I have designed a chair for a commission I have, and I will be cording the seat. 
I would prefer not to use typical Danish cord, because of the colour. so I am trying to source some cotton 3mm cord that has colour options. I estimate needing about three pounds of cord per chair, so it must be sold in bulk.
So far I am striking out finding it myself, but I know if exists, as I have seen chairs in shops that have it.

Does anyone have a link to a seller of quality 3mm cotton cord suitable?


----------



## fussy (Jan 18, 2010)

Junior,

Just a thought, but try Lee Valley and look at EA135. Braided nylon, available in 3 sizes. Perhaps you could dye it to suit. Plus, it's made in Canada! EH?

Steve


----------



## Dennisgrosen (Nov 14, 2009)

I don´t know the Danish cord 
but this is a danish site where you can buy different things to chairs if you want to hide the stables etc. 
and other stuff for chairs too maybee it can help you further in your surch

http://www.tm-materialer.dk/group.asp?group=62

good luck
Dennis


----------



## Beginningwoodworker (May 5, 2008)

What is Danish cord?


----------



## JuniorJoiner (Dec 24, 2008)

Danish cord is a fiber cord used for weaving chair seats, traditionally used on danish modern furniture.

I hope someone has a decent link to help me out, I appreciate your help dennis, but my language skills are limited, so the site you sent wasn't much help.


----------



## JuniorJoiner (Dec 24, 2008)

Fussy, unless someone tells me different, I think nylon cord would be fairly difficult to dye the colour I need.


----------



## Dennisgrosen (Nov 14, 2009)

is it this kind of cord
http://www.roxyklassik.dk/stort.asp?selbinr=118278

if so I pretty sure it can be coloured since it is made of paper

you can always use a translater like googles 

Dennis


----------



## JuniorJoiner (Dec 24, 2008)

yes, that is danish cord, and yes it is made of paper, so how do you colour it without weakening it?I did a few stain tests and coloured shellac, none come close to being acceptable.

what I am looking for is a cotton alternative to danish cord. I was in NOOD and they had chairs that used the product I am looking for. so it is out there, I just can't find it.

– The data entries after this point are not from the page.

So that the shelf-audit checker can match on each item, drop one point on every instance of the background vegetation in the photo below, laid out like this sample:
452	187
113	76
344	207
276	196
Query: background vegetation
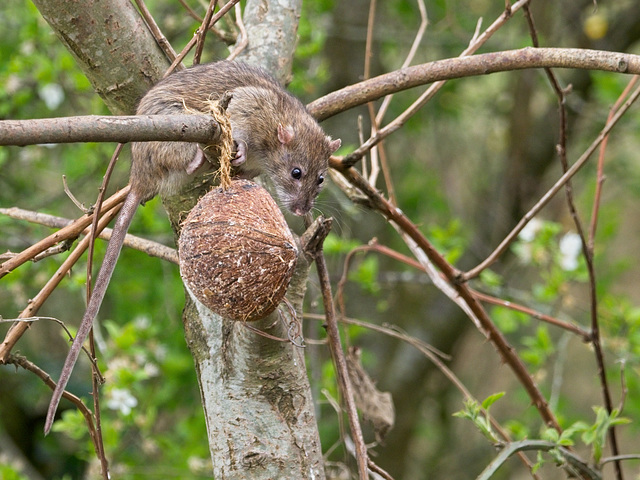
465	169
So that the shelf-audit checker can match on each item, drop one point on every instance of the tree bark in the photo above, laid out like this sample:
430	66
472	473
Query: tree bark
112	46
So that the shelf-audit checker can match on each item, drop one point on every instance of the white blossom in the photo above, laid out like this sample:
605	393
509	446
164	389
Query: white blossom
528	233
121	399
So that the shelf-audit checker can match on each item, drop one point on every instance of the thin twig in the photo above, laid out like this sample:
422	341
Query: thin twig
464	297
335	346
71	231
201	34
150	247
244	37
21	361
474	45
162	41
18	328
435	356
574	464
600	177
96	372
587	251
223	10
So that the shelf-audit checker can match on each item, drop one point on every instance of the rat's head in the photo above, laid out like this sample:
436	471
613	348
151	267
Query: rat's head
301	169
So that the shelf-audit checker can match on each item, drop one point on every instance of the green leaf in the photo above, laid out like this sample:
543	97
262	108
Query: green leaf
491	399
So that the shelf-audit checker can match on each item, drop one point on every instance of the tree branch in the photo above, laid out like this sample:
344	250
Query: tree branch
117	129
526	58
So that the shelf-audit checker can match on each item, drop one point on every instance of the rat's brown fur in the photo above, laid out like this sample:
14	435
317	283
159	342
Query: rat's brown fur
275	136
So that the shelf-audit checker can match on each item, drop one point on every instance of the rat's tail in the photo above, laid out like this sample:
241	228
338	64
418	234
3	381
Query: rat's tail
106	270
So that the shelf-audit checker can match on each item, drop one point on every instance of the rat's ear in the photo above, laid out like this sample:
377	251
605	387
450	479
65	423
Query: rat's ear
285	133
334	144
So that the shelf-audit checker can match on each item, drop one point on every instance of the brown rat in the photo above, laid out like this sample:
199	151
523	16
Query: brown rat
274	136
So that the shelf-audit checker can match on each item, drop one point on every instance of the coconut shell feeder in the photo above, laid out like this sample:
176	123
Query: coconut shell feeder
237	254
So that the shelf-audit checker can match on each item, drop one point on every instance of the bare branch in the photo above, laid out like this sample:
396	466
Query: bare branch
151	248
484	64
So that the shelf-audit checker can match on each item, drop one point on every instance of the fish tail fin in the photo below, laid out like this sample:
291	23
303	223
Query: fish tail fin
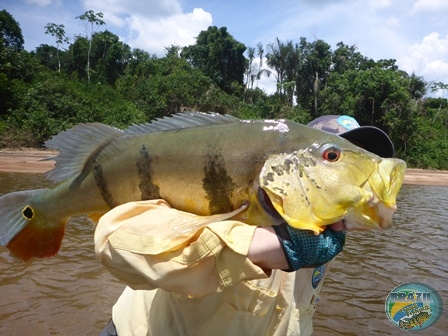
25	231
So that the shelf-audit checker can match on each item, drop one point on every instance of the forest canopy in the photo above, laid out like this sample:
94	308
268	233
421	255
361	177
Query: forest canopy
95	77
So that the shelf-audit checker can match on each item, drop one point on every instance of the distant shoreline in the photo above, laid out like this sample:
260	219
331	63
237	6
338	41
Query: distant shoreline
29	161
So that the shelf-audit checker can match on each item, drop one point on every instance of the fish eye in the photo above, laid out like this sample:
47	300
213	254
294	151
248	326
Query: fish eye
331	153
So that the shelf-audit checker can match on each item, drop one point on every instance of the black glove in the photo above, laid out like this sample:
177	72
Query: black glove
303	248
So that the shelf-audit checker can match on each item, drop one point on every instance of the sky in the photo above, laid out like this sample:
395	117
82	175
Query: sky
414	32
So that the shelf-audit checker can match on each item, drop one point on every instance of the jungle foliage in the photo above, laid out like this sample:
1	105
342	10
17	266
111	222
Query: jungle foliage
95	77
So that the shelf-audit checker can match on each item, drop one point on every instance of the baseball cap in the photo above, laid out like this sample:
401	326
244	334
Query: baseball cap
370	138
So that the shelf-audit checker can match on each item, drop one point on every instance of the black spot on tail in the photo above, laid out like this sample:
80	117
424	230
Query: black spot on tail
101	183
218	185
148	189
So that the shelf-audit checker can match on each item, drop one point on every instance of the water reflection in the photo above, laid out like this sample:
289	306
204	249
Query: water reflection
72	294
373	263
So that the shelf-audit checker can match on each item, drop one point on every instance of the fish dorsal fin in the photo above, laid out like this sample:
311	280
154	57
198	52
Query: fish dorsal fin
76	146
181	120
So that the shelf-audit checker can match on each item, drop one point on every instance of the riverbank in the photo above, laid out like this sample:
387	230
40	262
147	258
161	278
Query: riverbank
30	161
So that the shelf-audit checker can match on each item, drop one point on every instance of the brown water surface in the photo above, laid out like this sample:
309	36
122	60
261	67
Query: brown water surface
72	294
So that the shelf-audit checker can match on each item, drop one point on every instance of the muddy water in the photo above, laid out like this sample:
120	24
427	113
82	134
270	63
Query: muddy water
71	294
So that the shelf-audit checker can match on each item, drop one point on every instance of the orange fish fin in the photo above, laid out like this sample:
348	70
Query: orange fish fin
96	217
25	229
37	241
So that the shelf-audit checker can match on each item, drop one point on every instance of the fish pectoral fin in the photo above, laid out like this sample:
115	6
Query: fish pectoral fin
26	232
95	217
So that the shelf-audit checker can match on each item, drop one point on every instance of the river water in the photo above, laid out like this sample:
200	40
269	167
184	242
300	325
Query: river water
72	294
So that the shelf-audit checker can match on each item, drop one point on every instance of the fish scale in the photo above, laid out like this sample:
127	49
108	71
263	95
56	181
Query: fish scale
204	163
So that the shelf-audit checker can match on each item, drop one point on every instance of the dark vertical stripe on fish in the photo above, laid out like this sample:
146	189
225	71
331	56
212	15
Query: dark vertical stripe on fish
101	183
148	189
218	185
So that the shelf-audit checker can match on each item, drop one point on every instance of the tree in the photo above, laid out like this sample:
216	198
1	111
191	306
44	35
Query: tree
57	31
220	57
10	32
90	18
314	70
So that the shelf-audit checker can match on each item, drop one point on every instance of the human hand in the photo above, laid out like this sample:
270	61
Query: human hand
302	248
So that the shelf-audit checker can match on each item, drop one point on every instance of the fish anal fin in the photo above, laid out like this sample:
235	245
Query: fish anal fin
37	241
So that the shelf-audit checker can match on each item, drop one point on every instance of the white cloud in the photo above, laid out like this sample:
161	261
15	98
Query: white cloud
41	3
152	25
428	58
429	5
179	29
149	8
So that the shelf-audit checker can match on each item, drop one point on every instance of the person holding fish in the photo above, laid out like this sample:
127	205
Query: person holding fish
221	274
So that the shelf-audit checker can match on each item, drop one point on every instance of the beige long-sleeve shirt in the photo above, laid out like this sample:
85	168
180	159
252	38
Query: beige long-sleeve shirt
190	275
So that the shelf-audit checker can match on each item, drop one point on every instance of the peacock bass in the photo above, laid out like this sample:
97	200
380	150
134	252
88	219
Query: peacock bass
205	163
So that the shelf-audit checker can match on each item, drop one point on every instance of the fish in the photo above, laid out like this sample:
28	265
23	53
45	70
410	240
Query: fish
263	172
414	321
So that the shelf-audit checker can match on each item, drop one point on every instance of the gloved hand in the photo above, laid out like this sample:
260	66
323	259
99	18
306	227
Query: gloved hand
303	248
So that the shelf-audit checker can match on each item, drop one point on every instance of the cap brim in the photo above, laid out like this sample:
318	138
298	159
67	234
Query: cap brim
372	139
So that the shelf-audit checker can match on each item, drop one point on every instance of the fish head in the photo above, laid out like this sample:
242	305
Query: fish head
332	181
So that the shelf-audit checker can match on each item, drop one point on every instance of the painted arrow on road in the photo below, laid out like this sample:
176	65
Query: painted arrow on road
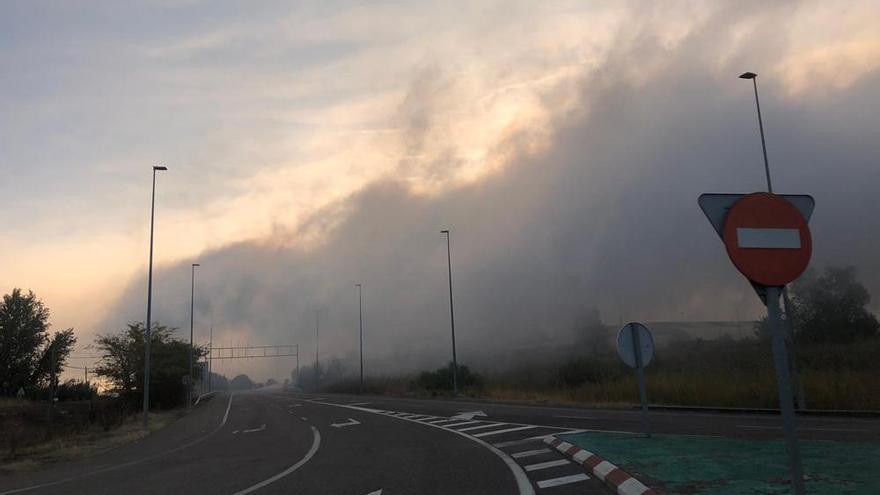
261	428
469	415
351	422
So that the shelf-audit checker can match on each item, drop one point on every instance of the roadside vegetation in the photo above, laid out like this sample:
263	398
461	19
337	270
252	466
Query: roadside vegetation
42	418
836	341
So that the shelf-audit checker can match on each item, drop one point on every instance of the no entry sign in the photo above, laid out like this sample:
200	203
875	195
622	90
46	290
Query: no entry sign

3mm coloured cotton cord, who knew it would so difficult to source.
BTW, I am looking for a chocolate colour, although a dark red may also work with my design.


----------



## miserybob (Jan 24, 2010)

Just googling, but is this what you're looking for?


----------



## JuniorJoiner (Dec 24, 2008)

Bob, not quite what I was searching for, but if I get stuck I think it will do. I need it in fairly large bulk, and I have never tried cording a seat with a woven cord like that, usually a twisted cord.
thank you for giving me an option.


----------